McLaughlin cautioned that the flood of foreign fighters returning to Europe could have a spillover effect in the United States because the region's security services are already "stretched to the limit." The influx is concerning because European passport holders are subjected to less scrutiny than others during entry into the United States.
"If we have terrorists in Europe with passports that don't require the same sort of attention as visas, they can come here," McLaughlin testified.
This challenge has already proved problematic in the Eurozone, where passport-free movement is permitted across most of the 26-member bloc.
Khalid el-Bakraoui, one of the suicide bombers in the March 2016 attacks on Brussels that killed 32 civilians, was wanted by French authorities in connection to the devastating terrorist attacks in Paris four months prior. He was able to enter Belgium after traveling to Greece via Italy.
Both McLaughlin and Petraeus warned against barring travelers from Muslim-majority nations.
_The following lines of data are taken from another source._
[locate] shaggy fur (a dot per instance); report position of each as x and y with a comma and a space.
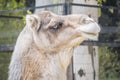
45, 46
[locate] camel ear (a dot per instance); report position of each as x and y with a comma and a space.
33, 22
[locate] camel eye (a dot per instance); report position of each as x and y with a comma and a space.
56, 26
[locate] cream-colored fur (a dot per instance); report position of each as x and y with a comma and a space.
45, 46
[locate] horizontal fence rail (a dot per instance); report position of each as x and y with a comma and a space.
56, 5
9, 48
66, 7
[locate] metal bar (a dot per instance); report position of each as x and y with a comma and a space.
55, 5
29, 8
95, 6
14, 17
9, 48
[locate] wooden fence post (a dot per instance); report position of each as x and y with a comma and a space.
85, 59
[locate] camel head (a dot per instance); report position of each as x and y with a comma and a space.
53, 32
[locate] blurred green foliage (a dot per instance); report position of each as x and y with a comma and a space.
109, 57
109, 63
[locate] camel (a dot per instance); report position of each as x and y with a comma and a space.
45, 46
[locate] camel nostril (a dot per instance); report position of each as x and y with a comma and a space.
90, 28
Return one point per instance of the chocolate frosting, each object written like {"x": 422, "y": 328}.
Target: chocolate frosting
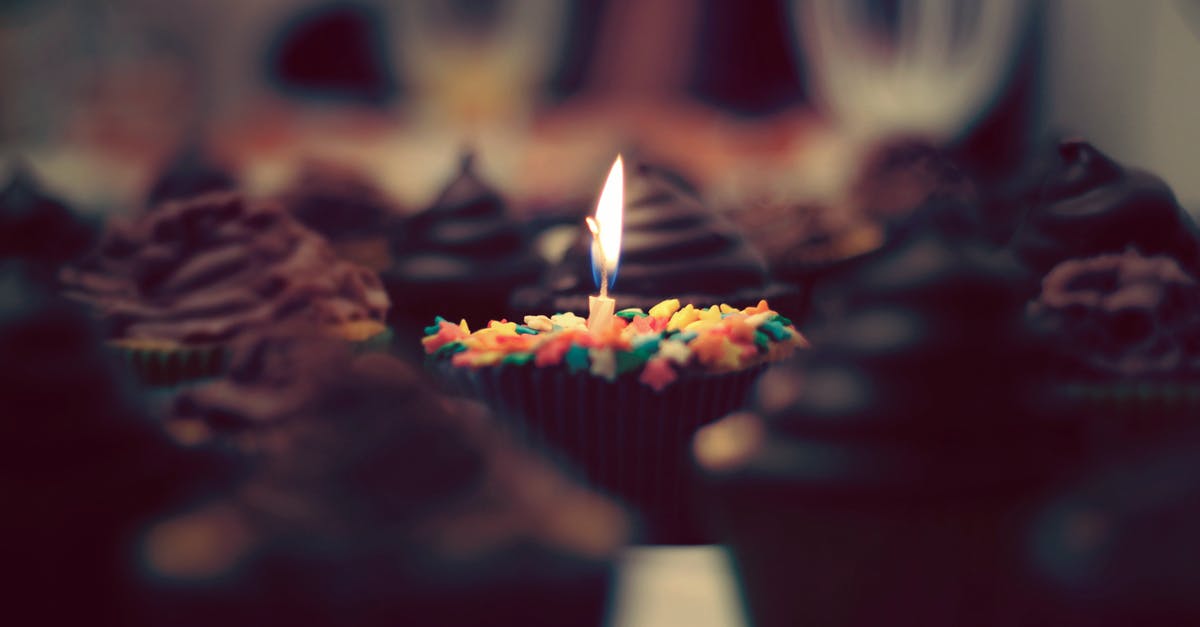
{"x": 1091, "y": 204}
{"x": 672, "y": 246}
{"x": 465, "y": 237}
{"x": 192, "y": 172}
{"x": 211, "y": 268}
{"x": 37, "y": 227}
{"x": 87, "y": 469}
{"x": 339, "y": 201}
{"x": 384, "y": 502}
{"x": 1122, "y": 314}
Petraeus called on the Trump administration to work as quickly as it can to evaluate what measures the United States can take "to ensure we double and triple check to ensure civilians" entering the country will not cause harm.
The retired four-star general warned that the longer Trump's temporary ban remains in effect, the greater the likelihood Islamic extremists would use it as "ammunition" to recruit jihadists.